Privacy: your files never leave your device. All processing happens locally in your browser.
How to use
- 1.Pick a direction: keep Text → Morse to encode, or press the swap button (⇄) to switch to Morse → Text and decode.
- 2.Type or paste your message into the input box — the conversion updates instantly as you type.
- 3.Copy the result, or press Play sound to hear the Morse code as authentic dot-and-dash tones.
About Morse Code Translator
This Morse code translator converts plain text into International Morse code and decodes Morse code back into readable text — both directions, in real time, entirely inside your browser. Every dot and dash follows the official ITU-R M.1677-1 standard (the October 2009 revision that added the @ symbol), so the output matches what amateur radio operators, aviators, and mariners actually use.
The translator covers the full standard character set: all 26 letters A–Z, the digits 0–9, and 18 punctuation and symbol characters (period, comma, question mark, apostrophe, exclamation mark, slash, parentheses, ampersand, colon, semicolon, equals, plus, hyphen, underscore, quotation mark, dollar sign, and at sign). Letters within a word are separated by a single space, and words are separated by a slash ( / ), the common written convention for spacing.
Morse code is built from just two signal lengths. A dash is exactly three times as long as a dot, the gap between dots and dashes inside one letter equals one dot, the gap between letters equals three dots, and the gap between words equals seven dots. Those precise timing ratios — all defined in ITU-R M.1677-1 — are what the built-in audio player uses, so when you press play you hear a technically accurate 600 Hz tone at a steady ~15 words per minute.
The most famous Morse sequence is SOS: ...---... . It was chosen in 1906 not because the letters stand for anything (the popular "Save Our Souls" is a later backronym) but because ... --- ... is short, unmistakable, and symmetrical — impossible to confuse even in heavy interference. You can type SOS above to hear exactly why it cuts through noise.
Everything happens client-side: no text is uploaded, no account is required, and there are no usage limits. It works offline once the page has loaded, making it handy for learning Morse, decoding a message, prepping for an amateur radio (ham) exam, or just sending a secret note. Toggle the direction button to switch between encoding and decoding, copy the result with one click, or play it back as sound to train your ear.
Methodology & sources
The character table follows International Morse code as specified in ITU-R M.1677-1 (2009), covering the 26 Latin letters, digits 0–9, and 18 standard punctuation/symbol characters. The reverse (decoding) table is generated programmatically from the single forward table to guarantee the two directions never disagree. Timing for audio playback uses the ITU element ratios: a dash is three dots long, intra-letter gaps are one dot, inter-letter gaps three dots, and inter-word gaps seven dots, rendered as a 600 Hz sine tone at roughly 15 words per minute.
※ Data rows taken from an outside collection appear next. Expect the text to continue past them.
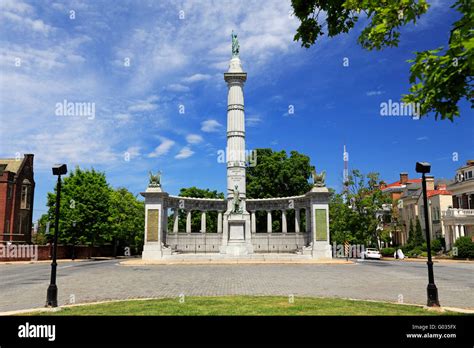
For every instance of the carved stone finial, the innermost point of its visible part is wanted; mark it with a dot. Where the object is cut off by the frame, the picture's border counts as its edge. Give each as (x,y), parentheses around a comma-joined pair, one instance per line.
(235,45)
(318,179)
(155,180)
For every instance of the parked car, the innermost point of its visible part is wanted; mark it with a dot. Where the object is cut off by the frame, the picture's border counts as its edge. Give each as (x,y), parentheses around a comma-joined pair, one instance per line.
(371,253)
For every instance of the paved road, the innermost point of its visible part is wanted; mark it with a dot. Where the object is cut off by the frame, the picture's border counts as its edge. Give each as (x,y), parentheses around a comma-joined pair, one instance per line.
(24,286)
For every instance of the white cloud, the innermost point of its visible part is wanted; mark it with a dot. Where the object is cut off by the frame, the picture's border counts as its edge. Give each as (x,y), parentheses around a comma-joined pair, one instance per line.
(133,151)
(185,152)
(210,126)
(144,105)
(177,87)
(25,23)
(253,121)
(194,138)
(163,148)
(197,77)
(372,93)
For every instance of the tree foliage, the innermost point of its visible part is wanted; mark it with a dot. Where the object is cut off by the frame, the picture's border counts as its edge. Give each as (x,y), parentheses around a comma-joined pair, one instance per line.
(85,200)
(126,220)
(439,78)
(354,219)
(277,175)
(92,213)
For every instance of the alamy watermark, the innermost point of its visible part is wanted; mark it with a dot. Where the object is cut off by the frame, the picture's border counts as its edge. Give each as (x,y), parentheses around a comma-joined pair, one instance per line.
(347,250)
(83,109)
(19,251)
(394,108)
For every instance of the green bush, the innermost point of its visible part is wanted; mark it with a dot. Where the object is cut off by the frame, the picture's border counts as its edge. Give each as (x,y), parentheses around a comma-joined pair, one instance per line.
(414,252)
(465,247)
(387,251)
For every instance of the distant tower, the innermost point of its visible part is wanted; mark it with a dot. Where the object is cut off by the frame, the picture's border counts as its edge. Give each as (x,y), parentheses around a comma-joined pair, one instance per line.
(346,171)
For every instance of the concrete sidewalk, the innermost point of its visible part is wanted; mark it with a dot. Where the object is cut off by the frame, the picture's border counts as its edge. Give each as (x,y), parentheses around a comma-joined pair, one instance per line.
(32,311)
(217,259)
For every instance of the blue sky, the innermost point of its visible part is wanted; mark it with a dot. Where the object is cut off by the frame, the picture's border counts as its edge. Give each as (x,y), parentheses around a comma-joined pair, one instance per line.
(176,61)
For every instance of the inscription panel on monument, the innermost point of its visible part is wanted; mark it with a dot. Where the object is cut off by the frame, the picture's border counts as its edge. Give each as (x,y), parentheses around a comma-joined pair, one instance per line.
(321,224)
(236,231)
(236,176)
(152,225)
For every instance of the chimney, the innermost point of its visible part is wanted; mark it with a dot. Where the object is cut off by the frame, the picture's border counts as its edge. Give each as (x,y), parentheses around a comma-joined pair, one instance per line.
(429,182)
(403,178)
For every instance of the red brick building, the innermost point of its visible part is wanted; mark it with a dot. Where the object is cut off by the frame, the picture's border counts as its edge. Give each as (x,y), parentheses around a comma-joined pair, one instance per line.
(17,187)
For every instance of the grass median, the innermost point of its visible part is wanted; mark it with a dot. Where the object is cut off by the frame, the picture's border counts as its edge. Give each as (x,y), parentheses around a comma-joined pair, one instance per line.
(244,305)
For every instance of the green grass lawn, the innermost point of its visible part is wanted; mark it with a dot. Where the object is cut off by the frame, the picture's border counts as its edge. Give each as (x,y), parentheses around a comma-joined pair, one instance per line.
(244,305)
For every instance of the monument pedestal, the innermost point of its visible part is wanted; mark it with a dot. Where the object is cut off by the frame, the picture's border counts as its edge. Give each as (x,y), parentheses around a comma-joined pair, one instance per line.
(236,235)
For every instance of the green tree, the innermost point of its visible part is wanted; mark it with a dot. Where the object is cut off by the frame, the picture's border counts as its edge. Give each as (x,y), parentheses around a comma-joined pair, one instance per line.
(211,216)
(418,239)
(356,219)
(40,237)
(85,200)
(277,175)
(439,78)
(126,221)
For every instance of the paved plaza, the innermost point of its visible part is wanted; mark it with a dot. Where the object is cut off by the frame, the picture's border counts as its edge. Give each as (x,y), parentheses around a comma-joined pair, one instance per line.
(24,286)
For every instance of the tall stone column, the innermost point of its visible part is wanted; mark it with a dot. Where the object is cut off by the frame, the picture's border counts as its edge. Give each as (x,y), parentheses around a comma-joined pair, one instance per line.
(254,222)
(236,237)
(176,220)
(297,220)
(219,222)
(188,221)
(308,219)
(155,223)
(269,221)
(203,222)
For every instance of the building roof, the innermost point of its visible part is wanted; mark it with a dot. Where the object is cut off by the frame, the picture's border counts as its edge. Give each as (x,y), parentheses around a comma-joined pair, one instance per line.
(12,164)
(432,193)
(399,185)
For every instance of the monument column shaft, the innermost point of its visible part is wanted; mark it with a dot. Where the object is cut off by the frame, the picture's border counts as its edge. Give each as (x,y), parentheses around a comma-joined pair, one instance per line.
(235,149)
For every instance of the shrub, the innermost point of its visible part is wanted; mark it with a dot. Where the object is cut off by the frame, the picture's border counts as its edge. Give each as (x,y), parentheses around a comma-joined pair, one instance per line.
(387,251)
(414,252)
(465,247)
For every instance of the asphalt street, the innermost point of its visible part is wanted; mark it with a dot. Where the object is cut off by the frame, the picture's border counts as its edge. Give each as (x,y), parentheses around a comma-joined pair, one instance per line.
(24,286)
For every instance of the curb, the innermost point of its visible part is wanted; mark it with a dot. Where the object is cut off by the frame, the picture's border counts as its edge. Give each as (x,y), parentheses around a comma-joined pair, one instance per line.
(229,262)
(59,308)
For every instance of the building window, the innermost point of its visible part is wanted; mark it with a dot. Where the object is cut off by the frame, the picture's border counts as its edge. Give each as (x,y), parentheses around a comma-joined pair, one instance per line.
(25,197)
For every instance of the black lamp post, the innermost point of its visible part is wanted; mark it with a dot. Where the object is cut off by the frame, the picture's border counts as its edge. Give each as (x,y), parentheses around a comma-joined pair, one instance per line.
(52,294)
(73,239)
(432,290)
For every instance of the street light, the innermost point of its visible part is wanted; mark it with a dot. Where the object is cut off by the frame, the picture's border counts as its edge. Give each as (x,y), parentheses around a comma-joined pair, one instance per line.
(432,290)
(52,294)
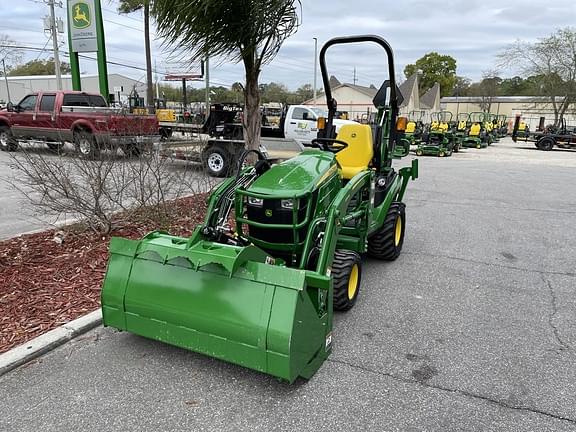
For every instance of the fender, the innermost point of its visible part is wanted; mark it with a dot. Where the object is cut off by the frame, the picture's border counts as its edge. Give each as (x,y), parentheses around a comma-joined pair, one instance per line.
(82,124)
(5,120)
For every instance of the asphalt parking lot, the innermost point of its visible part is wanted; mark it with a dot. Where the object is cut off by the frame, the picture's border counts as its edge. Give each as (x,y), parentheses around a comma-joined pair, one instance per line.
(472,328)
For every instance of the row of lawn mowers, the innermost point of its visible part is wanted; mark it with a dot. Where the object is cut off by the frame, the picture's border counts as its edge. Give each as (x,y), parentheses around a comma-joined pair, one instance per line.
(445,135)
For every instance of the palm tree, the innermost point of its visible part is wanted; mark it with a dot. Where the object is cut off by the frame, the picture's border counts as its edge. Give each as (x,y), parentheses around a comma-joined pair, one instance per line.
(248,31)
(130,6)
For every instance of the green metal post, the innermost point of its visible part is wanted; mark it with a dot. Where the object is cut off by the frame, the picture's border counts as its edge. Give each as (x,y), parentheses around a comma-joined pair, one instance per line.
(102,67)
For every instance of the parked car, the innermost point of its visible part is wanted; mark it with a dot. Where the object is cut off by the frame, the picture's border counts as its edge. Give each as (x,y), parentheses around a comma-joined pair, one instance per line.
(84,119)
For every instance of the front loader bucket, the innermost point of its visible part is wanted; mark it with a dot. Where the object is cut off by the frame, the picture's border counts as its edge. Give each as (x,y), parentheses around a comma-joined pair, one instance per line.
(222,301)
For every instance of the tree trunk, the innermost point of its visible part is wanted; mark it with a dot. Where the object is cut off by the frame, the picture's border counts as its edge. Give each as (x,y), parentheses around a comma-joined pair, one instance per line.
(252,118)
(149,83)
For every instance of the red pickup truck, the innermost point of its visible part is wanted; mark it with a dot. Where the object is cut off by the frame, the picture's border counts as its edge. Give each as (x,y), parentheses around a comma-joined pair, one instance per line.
(78,117)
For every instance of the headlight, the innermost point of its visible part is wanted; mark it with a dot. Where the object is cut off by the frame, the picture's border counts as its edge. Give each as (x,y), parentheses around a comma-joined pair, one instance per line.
(255,201)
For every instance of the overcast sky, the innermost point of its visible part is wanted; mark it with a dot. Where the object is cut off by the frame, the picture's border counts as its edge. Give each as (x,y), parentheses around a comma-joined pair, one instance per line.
(471,31)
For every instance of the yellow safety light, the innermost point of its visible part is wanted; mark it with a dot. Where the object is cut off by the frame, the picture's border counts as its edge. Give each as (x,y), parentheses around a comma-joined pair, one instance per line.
(401,123)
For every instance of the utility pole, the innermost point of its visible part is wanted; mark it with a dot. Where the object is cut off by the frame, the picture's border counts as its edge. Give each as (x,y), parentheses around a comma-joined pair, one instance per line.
(315,67)
(6,79)
(54,31)
(207,72)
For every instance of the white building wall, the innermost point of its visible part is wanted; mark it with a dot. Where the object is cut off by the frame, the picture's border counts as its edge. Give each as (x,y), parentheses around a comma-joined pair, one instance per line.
(21,86)
(353,101)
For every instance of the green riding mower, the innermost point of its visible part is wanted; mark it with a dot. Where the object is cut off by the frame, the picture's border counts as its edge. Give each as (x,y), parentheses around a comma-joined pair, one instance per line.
(502,125)
(461,128)
(491,125)
(476,136)
(439,140)
(280,249)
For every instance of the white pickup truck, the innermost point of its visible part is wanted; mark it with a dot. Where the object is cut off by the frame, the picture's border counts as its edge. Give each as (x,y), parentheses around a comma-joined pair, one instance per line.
(297,128)
(298,122)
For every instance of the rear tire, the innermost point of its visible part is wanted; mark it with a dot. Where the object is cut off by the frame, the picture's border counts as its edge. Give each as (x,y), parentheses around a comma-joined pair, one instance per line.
(85,144)
(546,144)
(346,276)
(56,147)
(7,141)
(386,243)
(132,150)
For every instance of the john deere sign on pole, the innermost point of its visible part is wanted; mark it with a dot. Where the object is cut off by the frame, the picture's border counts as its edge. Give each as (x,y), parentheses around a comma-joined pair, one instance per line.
(86,34)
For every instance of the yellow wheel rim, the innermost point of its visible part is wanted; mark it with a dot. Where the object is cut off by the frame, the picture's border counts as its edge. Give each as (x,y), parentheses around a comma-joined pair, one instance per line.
(398,233)
(353,282)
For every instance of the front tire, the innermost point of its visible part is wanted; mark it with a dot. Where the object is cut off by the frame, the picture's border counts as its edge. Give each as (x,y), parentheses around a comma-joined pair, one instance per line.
(346,276)
(217,161)
(386,243)
(7,141)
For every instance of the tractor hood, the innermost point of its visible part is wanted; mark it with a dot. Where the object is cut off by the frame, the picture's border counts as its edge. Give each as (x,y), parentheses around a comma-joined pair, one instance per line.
(296,176)
(339,123)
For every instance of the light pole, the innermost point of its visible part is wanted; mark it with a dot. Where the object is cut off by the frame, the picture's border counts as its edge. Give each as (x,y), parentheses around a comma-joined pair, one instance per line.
(54,31)
(315,66)
(6,79)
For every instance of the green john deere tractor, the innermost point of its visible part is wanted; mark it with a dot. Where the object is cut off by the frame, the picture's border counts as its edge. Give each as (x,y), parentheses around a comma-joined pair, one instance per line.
(439,140)
(260,291)
(476,136)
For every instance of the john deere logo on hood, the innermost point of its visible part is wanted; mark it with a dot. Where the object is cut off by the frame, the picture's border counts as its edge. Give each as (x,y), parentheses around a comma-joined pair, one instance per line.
(81,15)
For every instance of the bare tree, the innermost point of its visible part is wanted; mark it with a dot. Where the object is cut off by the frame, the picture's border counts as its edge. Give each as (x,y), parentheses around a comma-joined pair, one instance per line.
(107,191)
(552,58)
(487,89)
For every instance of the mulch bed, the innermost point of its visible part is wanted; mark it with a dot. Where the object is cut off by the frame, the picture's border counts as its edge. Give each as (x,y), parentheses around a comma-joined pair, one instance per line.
(44,283)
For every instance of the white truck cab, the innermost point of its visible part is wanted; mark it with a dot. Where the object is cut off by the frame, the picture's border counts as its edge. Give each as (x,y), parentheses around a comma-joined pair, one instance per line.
(300,123)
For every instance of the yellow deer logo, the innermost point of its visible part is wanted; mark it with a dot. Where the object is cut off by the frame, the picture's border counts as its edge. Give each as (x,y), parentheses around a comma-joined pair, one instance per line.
(81,15)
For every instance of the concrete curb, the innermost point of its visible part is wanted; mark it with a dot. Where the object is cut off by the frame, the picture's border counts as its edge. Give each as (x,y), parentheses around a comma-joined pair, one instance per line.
(48,341)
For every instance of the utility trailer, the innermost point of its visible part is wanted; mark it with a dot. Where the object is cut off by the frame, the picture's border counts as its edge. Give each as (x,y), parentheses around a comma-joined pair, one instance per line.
(546,138)
(218,156)
(220,141)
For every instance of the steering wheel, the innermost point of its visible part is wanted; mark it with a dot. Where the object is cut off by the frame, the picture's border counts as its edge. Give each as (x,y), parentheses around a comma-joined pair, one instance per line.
(327,144)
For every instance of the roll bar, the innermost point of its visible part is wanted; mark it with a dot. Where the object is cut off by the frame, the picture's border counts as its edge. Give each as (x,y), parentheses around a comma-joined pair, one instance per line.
(355,39)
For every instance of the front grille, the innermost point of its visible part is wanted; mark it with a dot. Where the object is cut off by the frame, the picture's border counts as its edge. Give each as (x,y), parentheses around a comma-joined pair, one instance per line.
(271,212)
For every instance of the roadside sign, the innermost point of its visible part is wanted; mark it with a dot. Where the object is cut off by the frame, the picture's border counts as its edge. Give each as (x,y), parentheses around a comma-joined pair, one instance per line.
(81,15)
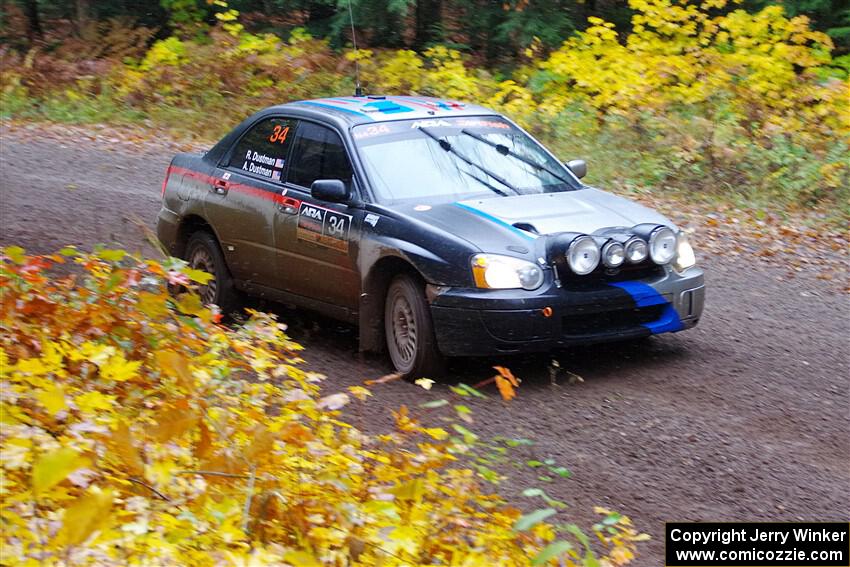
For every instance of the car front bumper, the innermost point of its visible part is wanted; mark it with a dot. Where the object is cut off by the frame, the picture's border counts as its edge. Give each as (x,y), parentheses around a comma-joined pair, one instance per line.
(478,322)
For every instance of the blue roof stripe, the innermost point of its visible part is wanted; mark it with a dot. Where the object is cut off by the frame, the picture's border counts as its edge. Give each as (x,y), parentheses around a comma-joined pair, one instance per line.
(340,108)
(498,221)
(387,106)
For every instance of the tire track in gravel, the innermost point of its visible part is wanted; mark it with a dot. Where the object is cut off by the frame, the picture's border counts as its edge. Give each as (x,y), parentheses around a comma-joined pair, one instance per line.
(746,417)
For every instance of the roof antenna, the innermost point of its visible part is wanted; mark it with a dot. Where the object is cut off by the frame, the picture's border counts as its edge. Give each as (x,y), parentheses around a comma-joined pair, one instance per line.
(358,90)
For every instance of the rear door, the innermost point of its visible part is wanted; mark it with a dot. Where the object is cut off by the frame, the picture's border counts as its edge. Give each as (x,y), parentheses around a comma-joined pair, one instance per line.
(318,241)
(243,201)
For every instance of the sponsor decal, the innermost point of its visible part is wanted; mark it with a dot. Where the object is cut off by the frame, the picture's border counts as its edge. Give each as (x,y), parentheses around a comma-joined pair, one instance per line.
(251,167)
(371,131)
(323,226)
(430,124)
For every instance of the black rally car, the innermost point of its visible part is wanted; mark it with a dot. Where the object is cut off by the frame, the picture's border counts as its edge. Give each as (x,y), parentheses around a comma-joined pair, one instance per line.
(441,228)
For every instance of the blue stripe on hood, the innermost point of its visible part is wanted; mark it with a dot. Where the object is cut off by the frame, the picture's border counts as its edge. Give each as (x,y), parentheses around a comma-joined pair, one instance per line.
(645,296)
(498,221)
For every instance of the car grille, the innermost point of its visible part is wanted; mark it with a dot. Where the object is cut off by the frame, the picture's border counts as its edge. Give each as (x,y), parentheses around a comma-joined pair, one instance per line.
(609,321)
(605,275)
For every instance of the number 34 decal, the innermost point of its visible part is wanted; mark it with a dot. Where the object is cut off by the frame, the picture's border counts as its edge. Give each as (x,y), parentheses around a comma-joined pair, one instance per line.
(279,134)
(323,226)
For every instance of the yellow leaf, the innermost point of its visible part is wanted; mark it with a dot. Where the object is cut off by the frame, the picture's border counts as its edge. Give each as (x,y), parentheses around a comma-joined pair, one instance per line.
(189,303)
(176,366)
(437,433)
(52,398)
(86,514)
(300,558)
(52,468)
(91,402)
(152,305)
(174,422)
(119,369)
(122,444)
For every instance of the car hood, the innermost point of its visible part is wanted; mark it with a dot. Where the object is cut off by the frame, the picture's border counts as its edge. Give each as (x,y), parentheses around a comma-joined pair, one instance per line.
(585,210)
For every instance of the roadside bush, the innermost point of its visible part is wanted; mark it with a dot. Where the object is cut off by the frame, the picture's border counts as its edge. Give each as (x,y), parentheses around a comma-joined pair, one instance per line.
(136,430)
(740,105)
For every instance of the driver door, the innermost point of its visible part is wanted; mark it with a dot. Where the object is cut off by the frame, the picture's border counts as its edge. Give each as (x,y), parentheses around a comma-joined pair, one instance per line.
(317,242)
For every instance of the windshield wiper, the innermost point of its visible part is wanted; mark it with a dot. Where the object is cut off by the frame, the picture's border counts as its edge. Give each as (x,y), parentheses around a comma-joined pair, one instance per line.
(446,145)
(505,151)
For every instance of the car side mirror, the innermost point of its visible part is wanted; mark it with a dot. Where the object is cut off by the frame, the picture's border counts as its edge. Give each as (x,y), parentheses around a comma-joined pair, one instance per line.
(330,190)
(578,167)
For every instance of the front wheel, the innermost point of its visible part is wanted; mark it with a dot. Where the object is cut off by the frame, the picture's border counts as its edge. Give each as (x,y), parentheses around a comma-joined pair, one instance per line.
(410,331)
(203,253)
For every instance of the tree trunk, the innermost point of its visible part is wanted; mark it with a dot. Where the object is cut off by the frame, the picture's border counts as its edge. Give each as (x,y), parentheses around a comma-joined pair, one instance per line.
(34,30)
(82,12)
(428,16)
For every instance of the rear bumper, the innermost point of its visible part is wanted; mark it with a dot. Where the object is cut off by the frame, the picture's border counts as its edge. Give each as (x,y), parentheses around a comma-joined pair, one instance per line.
(474,322)
(167,227)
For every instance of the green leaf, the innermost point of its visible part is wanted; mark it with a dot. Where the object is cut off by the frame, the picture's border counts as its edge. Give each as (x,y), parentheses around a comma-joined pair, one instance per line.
(551,551)
(111,255)
(530,520)
(464,390)
(563,472)
(434,404)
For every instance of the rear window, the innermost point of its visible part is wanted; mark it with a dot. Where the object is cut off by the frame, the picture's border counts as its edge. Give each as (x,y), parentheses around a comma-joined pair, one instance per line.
(318,154)
(263,151)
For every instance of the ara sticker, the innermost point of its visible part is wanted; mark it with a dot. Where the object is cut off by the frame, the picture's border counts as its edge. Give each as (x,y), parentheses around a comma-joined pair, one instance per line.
(323,226)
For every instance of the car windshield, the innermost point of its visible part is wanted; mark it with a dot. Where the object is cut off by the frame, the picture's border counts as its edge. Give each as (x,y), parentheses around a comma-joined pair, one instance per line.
(451,159)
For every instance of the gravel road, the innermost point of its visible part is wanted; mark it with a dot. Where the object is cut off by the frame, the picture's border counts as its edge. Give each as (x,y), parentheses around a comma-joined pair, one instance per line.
(746,417)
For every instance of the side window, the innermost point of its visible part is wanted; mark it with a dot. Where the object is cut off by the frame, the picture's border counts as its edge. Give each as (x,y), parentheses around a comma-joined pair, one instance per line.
(318,154)
(263,150)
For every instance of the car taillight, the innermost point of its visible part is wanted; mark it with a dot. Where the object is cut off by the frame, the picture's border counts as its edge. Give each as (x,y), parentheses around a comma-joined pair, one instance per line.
(165,182)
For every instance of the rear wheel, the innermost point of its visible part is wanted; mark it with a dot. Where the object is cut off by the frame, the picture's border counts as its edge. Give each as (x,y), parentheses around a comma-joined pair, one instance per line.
(409,330)
(204,253)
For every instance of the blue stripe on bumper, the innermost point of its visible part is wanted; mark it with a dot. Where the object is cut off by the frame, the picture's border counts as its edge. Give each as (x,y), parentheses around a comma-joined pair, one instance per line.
(644,296)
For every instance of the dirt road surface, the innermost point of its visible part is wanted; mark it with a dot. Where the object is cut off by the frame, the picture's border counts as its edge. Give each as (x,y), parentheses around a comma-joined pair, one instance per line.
(746,417)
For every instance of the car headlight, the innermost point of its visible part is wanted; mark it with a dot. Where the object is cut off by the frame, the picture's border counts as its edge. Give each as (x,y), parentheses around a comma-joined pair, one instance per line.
(636,250)
(685,257)
(583,255)
(662,245)
(493,271)
(613,254)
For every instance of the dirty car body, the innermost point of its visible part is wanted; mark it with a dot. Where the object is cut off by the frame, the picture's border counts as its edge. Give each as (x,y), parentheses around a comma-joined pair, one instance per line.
(326,203)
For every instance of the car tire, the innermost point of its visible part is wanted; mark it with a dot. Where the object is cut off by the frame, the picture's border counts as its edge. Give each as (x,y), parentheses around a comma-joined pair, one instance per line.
(409,330)
(204,253)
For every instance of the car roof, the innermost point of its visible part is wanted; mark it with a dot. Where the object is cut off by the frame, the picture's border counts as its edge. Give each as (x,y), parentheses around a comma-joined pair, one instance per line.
(380,108)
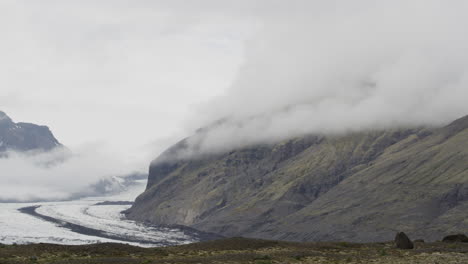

Frequently asked questions
- How are letters and words separated in the output?
- Individual dots and dashes within one letter are joined together, letters are separated by a single space, and words are separated by a slash surrounded by spaces ( / ). This matches the standard written convention and the ITU timing (three units between letters, seven between words).
- Which Morse code standard does this use?
- It uses International Morse code as defined in ITU-R M.1677-1, covering A–Z, 0–9 and standard punctuation including the @ symbol added in the 2009 revision. This is the same alphabet used in amateur radio and maritime communication worldwide.
- Is my text sent to a server?
- No. All translation and audio playback run entirely in your browser using JavaScript and the Web Audio API. Nothing is uploaded, no account is needed, and there are no usage limits — it even works offline once loaded.